As with other SparkFun breakout boards using I2C, this sensor features on-board pull-up resistors to make getting started quick and easy. However, you may need to disconnect these pull-ups when using other devices on the I2C bus that also have these pull-ups. You can disconnect these by using some solder wick to remove the solder from the pads on the front of the board highlighted in the image below.

MAG3110 Pull-up Pad

Pin Functions

MAG3110 Pins

The MAG3110 breakout doesn't have many pins, which makes it very easy to hookup! You just need to give it a supply voltage up to 3.6V(VCC), ground (GND), and the I2C bus lines for communication. These are the SDA and SCL pins.

VCCSupply Voltage (1.95V to 3.6V)
GNDMust be connected to ground
SDASerial Data pin for I2C Communication
SCLSerial Clock pin for I2C Communication
INTInterrupt pin -- high when new data is ready

You may notice there is one last pin -- the INT pin. This stands for INTerrupt. Inside the MAG3110 there is a register that can tell you if the sensor has new data for you to read. The INT pin is hard-wired to this register and outputs a logic high when new data is ready. When you read data from the sensor this register is automatically cleared to 0.
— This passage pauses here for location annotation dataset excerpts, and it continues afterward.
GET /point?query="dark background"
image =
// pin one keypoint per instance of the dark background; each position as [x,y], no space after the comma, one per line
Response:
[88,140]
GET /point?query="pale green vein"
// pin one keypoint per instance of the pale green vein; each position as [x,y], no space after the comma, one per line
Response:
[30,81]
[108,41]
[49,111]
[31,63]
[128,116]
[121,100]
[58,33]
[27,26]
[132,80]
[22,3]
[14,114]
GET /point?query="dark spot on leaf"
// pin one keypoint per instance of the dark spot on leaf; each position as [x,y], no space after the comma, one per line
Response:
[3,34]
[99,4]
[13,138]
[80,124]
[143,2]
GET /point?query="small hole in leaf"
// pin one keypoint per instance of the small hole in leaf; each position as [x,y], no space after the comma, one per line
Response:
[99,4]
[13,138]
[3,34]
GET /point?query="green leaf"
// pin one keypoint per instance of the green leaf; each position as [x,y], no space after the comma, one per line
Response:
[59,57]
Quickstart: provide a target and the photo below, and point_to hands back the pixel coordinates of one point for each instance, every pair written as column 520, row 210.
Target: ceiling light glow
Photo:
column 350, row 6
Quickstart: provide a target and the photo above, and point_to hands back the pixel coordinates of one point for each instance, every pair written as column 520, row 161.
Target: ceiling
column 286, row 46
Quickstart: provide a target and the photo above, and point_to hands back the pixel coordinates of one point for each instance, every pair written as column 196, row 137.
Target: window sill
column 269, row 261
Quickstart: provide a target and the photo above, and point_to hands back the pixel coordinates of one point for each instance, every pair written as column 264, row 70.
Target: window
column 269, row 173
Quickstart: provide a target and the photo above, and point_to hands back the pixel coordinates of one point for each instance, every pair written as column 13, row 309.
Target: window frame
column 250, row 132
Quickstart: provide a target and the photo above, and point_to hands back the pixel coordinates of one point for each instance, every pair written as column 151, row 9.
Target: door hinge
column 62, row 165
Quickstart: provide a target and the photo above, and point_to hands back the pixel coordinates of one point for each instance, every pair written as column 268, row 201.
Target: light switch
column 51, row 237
While you can just continuously read values from the sensor regardless of whether it's new, this is inefficient both in terms of power and processor cycles. A better way is to trigger reading data when this pin goes high. But if all you want to do is get a reading and don't care about efficiency, then don't worry about connecting this pin!

If you are an advanced user, the INT pin can be setup by using an external interrupt. Note that I found this difficult to achieve without weird results. I believe the Arduino Wire (I2C) or Serial libraries use interrupts and it conflicts with this. If you are using a different platform, it may work better.